Lessons From the Change Lab

Bob Schultek
Author of
The Gauntlet

Change projects are time-consuming, demanding from those involved an investment of discretionary time that most don’t have to invest. Among the barriers to success are disruptions to be navigated, resource constraints to be overcome, and the egos of affected stakeholders to be managed.

So, when your team and you are developing and implementing your change initiative action plan, these lessons can help overcome your barriers to accelerate your progress:

Choose a project leader: While you need to stay actively engaged in the change initiative, you’ll be relying on a project team to plan and implement the change. The team will need a leader who is solely dedicated to, and personally committed to, the project; avoid assigning project tasks to the leader. Build the project team together, and include those who have the will, experience, communication skills, and influence to effectively collaborate; preclude those who are the loudest voices. Secure each team member’s commitment and willingness to share accountability. Encourage them to openly and

consistently discuss alternative ways forward so the most effective actions may be identified and implemented.

– Complete the most challenging remedial actions early: Your team’s energy is highest, and most of your budget is available, in the early days of your initiative’s implementation, so take advantage of that to build momentum. Reserve some resources for anticipated high-risk actions or decisions, and for those you can’t foresee. Build slack buffers for critical, dependent action steps.

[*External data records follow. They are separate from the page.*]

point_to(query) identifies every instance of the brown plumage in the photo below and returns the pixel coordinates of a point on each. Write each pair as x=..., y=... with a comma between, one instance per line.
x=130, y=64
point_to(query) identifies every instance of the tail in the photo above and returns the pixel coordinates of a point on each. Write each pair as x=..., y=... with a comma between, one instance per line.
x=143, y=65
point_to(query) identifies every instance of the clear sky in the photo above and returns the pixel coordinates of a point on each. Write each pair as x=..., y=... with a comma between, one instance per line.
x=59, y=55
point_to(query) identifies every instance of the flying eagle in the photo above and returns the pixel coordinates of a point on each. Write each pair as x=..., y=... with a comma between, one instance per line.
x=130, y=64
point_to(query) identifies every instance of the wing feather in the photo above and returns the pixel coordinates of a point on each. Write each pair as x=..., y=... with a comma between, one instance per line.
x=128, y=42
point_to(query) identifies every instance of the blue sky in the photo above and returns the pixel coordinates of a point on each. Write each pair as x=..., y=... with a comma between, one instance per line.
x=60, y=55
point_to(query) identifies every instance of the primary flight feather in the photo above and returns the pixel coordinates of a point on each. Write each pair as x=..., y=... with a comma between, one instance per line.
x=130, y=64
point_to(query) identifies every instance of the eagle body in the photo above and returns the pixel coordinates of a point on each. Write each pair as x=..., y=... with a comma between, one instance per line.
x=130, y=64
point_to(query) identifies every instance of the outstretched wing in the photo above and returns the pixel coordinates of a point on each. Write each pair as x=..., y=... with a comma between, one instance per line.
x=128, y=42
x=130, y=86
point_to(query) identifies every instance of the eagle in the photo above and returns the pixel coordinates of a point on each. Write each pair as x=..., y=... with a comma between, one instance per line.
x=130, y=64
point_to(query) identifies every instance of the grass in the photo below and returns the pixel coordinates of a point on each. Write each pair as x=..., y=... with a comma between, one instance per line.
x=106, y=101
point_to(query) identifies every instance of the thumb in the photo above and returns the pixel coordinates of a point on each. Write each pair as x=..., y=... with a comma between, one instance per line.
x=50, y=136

– Find the primary constraint: Thoroughly diagnose the current situation – what’s working and what needs to be improved – by identifying the current process steps, plus who is responsible for and who is affected by each one; then clarify how much time is consumed by each step and by the intervals between steps. The primary constraint is located where work-in-process grows, inhibiting productivity; it is often found in the ‘between step’ intervals. Assess why it’s happening, and design your remedy to remove it or maximize its productivity, keeping in mind that secondary constraints may exist, or may be created by your effort to resolve the primary.

– Seek to optimize agility: Anticipate that adaptations to your proposed remedy will be necessary. Minimize actions or steps that depend solely on the prior step’s successful completion, replacing these with parallel, alternative steps where possible, or developing contingencies if no other option is available, so you have another way forward if you encounter a roadblock at one step.

– Identify and test ‘go/no go’ milestones: Choose progress milestones based on irreversible actions or unrecoverable cost. Then stress test the actions or steps preceding these milestones to discover potential weaknesses in the remedy that may cause them to fail when activity is at its highest.

How might these lessons accelerate your change initiative?